British Actress Puts Spin On Ibsen's 'Doll Wife'

LONDON -- Actresses don't get much feistier than Janet McTeer, which is why the English performer readily admits she was astounded at being cast in "A Doll's House."


"Anyone who knows me goes hysterical at the idea of me playing that girl at the beginning," McTeer said over brunch at a cafe near her northwest London home.


She was referring to the celebrated "doll-wife" of Ibsen's 1879 play, who starts the drama subservient, and ends it in search of a kind of emancipation that has emboldened women ever since.


McTeer's interpretation nonetheless was one of the talking points of the recent London theater season.
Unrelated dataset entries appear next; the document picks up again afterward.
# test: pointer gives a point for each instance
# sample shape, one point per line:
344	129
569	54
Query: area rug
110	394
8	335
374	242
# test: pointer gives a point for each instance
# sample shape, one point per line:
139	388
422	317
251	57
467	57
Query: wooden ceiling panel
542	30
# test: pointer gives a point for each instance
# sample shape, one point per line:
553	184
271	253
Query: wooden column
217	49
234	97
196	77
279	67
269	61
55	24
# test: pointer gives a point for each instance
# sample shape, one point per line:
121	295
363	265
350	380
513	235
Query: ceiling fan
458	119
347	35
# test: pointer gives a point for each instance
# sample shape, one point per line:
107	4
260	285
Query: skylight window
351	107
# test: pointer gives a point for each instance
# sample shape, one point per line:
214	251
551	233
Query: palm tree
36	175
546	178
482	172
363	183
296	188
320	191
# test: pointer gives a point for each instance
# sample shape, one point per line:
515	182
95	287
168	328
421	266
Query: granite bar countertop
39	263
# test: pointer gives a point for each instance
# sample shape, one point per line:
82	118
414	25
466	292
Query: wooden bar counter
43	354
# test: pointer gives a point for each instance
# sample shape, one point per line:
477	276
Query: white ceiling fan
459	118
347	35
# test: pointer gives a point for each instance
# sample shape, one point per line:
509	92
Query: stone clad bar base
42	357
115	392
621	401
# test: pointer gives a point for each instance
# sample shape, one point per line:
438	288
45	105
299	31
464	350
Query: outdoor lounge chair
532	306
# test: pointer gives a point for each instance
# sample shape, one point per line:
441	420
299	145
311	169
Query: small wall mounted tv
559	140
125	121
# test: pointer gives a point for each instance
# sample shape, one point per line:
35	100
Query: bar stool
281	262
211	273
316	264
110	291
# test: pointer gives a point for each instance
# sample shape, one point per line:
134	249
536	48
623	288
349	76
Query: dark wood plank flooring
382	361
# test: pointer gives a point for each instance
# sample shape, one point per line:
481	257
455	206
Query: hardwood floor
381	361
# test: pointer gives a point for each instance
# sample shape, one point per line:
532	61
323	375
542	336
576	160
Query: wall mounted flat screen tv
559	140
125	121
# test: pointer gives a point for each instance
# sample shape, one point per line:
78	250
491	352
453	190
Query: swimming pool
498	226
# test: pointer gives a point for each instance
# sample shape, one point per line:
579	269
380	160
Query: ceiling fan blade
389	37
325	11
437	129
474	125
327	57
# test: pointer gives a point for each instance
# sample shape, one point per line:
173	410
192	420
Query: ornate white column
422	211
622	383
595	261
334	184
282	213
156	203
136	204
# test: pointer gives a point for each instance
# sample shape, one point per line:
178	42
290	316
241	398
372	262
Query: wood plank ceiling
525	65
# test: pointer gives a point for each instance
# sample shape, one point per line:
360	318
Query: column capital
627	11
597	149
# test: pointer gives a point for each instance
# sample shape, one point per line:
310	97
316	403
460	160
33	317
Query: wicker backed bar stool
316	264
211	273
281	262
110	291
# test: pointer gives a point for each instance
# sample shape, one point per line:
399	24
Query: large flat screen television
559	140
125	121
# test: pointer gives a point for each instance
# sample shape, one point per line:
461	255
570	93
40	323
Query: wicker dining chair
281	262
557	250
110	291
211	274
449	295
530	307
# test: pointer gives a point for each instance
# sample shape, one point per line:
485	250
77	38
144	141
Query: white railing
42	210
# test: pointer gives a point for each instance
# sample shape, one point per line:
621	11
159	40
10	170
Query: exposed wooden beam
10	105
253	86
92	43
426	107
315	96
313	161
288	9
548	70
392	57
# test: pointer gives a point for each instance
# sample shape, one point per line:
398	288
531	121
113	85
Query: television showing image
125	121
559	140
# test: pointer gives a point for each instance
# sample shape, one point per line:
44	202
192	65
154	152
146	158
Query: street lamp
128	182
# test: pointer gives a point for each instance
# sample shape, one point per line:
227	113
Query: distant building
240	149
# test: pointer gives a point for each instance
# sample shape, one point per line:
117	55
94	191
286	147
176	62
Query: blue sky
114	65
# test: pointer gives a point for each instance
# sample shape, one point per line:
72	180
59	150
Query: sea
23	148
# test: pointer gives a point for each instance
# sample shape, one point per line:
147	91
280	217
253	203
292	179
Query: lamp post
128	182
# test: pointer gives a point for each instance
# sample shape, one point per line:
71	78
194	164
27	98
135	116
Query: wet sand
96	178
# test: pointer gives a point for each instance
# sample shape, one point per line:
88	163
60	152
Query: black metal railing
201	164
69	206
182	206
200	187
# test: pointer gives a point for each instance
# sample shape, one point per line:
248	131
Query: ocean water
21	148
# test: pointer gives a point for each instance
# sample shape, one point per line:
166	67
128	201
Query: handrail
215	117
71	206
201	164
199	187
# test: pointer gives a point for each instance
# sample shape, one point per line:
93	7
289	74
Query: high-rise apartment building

In February, it won the 35-year-old actress an Olivier -- London's Tony -- over formidable competition from Dame Diana Rigg, Eileen Atkins, and Vanessa Redgrave.


It is now on Broadway for an 18-week run at the Belasco Theater. In addition to McTeer, Anthony Page's acclaimed staging has arrived in New York with three men from the London supporting cast -- Peter Gowen, John Carlisle, and, as her bank manager husband Torvald, Olivier nominee Owen Teale.


While some performers play down their strengths, McTeer speaks with refreshing directness of her triumph in the part.


"I have no idea how I managed to have so much confidence about Nora, but I did," she said, her short hair and black-clad casual chic suggesting an unusually tall catwalk model, not a leading classicist of her generation. McTeer stands almost 185 centimeters.


"As far as I'm concerned, 'A Doll's House' was a brand-new play that had never been done before," McTeer said. "If you start off the play knowing something, it's a shame. It's much more interesting to discover absolutely everything from beginning to end."


The key to her performance was a restless physicality that showed her attraction to Torvald, and occasionally her fear.


"Nora was married because she was young and pretty -- the perfect daughter brought up to be the perfect wife," said McTeer. "She's bought into the deal and when it works, she loves it."


And when it doesn't? "There is no emotional maturity there at all, no ability to actually cope or discuss things. So then, of course, it all falls apart until eventually she realizes, what am I doing here? I've made a terrible mistake."


The actress' intensity and risk-taking have led to comparisons to Vanessa Redgrave, her competitor for the Olivier.